Une leçon à tirer de la nouvelle bulle financière immobilière

Deux événements survenus dans les premières semaines de 2024 – la résurgence de la crise des banques communautaires aux États-Unis et la faillite du conglomérat chinois Evergrande – sont venus nous rappeler que la crise financière de 2007-2008 n’est pas terminée et que nous sommes assis sur un volcan au bord de l’éruption. Ces deux incidents sont en rapport avec la bulle immobilière, mais les leçons à en tirer sont différentes.

La New York Community Bancorp (NYCB) est l’une des plus grandes banques américaines et l’un des premiers organismes prêteurs de la région métropolitaine de New York. À la fin de l’exercice 2023, ses actifs totaux s’élevaient à 116,32 milliards de dollars et ses actions à 10,82 milliards. Depuis quelques jours, ses actions ont chuté de plus de 50 %.
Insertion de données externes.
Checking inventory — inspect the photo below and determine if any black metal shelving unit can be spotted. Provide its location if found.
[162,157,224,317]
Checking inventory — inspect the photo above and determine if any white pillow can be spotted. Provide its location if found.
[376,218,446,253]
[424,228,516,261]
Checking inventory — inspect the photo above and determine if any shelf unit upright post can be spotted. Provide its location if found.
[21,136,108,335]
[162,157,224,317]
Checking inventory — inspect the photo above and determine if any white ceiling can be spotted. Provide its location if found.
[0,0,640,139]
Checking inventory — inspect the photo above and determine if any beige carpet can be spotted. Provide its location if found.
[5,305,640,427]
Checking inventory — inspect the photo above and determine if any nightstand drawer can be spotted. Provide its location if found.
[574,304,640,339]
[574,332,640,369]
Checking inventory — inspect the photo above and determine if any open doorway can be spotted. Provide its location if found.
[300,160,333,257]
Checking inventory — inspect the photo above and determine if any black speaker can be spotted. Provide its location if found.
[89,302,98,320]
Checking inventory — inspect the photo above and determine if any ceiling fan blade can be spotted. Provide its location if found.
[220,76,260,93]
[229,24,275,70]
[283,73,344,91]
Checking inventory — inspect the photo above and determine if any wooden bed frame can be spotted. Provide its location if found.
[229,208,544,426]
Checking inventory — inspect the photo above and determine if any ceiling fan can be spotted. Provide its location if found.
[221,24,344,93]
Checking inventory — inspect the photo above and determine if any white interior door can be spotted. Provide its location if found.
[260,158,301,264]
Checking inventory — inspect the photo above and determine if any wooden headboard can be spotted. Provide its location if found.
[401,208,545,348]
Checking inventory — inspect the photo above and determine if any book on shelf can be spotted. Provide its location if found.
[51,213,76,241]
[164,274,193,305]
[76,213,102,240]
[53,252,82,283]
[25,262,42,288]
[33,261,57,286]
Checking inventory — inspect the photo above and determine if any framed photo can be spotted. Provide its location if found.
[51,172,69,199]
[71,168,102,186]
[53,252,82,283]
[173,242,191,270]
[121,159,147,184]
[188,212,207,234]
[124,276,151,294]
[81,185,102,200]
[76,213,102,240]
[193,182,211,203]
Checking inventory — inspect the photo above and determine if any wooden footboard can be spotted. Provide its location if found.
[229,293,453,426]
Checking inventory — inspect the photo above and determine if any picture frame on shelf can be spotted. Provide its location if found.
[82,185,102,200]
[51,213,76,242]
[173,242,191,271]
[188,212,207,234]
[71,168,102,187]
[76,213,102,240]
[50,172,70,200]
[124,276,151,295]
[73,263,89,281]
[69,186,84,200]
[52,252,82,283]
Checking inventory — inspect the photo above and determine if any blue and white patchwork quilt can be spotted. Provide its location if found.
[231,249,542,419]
La NYCB a annoncé des pertes le 31 janvier et réduit les dividendes en conséquence. Comme nombre de prêteurs régionaux ayant une forte exposition à l’immobilier commercial, elle a été frappée de plein fouet par la politique de taux d’intérêt élevés de la Réserve fédérale. Selon Morgan Stanley, quelque 18 % des prêts immobiliers commerciaux aux États-Unis sont détenus par des banques dont les actifs se situent entre 50 et 250 milliards de dollars, et environ 24 % par des banques plus importantes, les 58 % restants étant émis par des petites banques ayant moins de 50 milliards de dollars d’actifs.

La crise de la NYCB a affecté la valeur de toutes les actions bancaires à Wall Street, car le système est tellement pourri que même la défaillance d’une banque petite ou moyenne fait vaciller le château de cartes.
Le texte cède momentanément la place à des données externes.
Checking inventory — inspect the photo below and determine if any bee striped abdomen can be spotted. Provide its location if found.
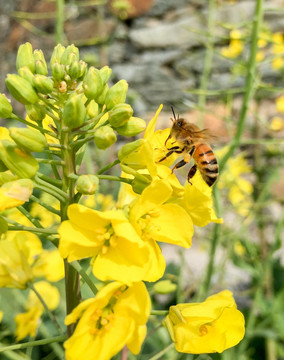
[193,144,219,186]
Des analystes du quotidien financier allemand Handelsblatt ont de leur côté signalé une nouvelle vague de risques liés à l’immobilier commercial, affectant des banques de niveau mondial, dont la Deutsche Bank. Cette dernière a quadruplé ses provisions pour les prêts immobiliers américains par rapport à l’année précédente. La banque japonaise Aozora a également augmenté ses provisions en rapport avec l’immobilier commercial américain, entraînant la première perte annuelle de la banque depuis la crise financière.

Quant à la société Evergrande, qui est le plus gros investisseur immobilier de Chine, elle a son siège aux îles Caïmans. Avec une dette de plus de 300 milliards de dollars, cela représente la plus grande faillite à ce jour, et le liquidateur devra décider qui sera remboursé et à quelle hauteur. Le gouvernement chinois a décidé que la priorité serait donnée aux clients ayant déjà acheté un logement mais qui n’en ont pas encore pris possession. Il n’autorisera aucune liquidation qui empêcherait l’achèvement des projets, de sorte que les succursales sur le territoire chinois resteront opérationnelles.

Les créanciers offshore d’Evergrande connaîtront un autre sort. Environ 26 % de la dette de la société est offshore, pour un montant d’environ 80 milliards de dollars, et selon une estimation de S&P, son remboursement ne dépassera probablement pas 2,8 %.

Bien que la faillite d’Evergrande ait fait chuter le marché boursier chinois, celui-ci ne représente qu’environ 60 % du PIB de la Chine. En comparaison, le ratio entre Wall Street et le PIB américain avoisine 150 %.

Ces deux cas appellent une remarque évidente. Le système financier mondial est dominé par la règle du « too big to fail » (trop gros pour faire faillite), qui protège les spéculateurs, tandis qu’en Chine, une société géante peut être liquidée et les spéculateurs condamnés à en assumer les pertes. L’impact sur l’économie nationale est limité car le système bancaire est régulé par la séparation entre banques commerciales et banques d’investissement. La suppression de cette régulation aux États-Unis et, par la suite, en Europe, est la principale cause de la crise financière actuelle. Il est donc grand temps de réintroduire cette séparation (la fameuse loi Glass-Steagall), avant l’éruption du volcan.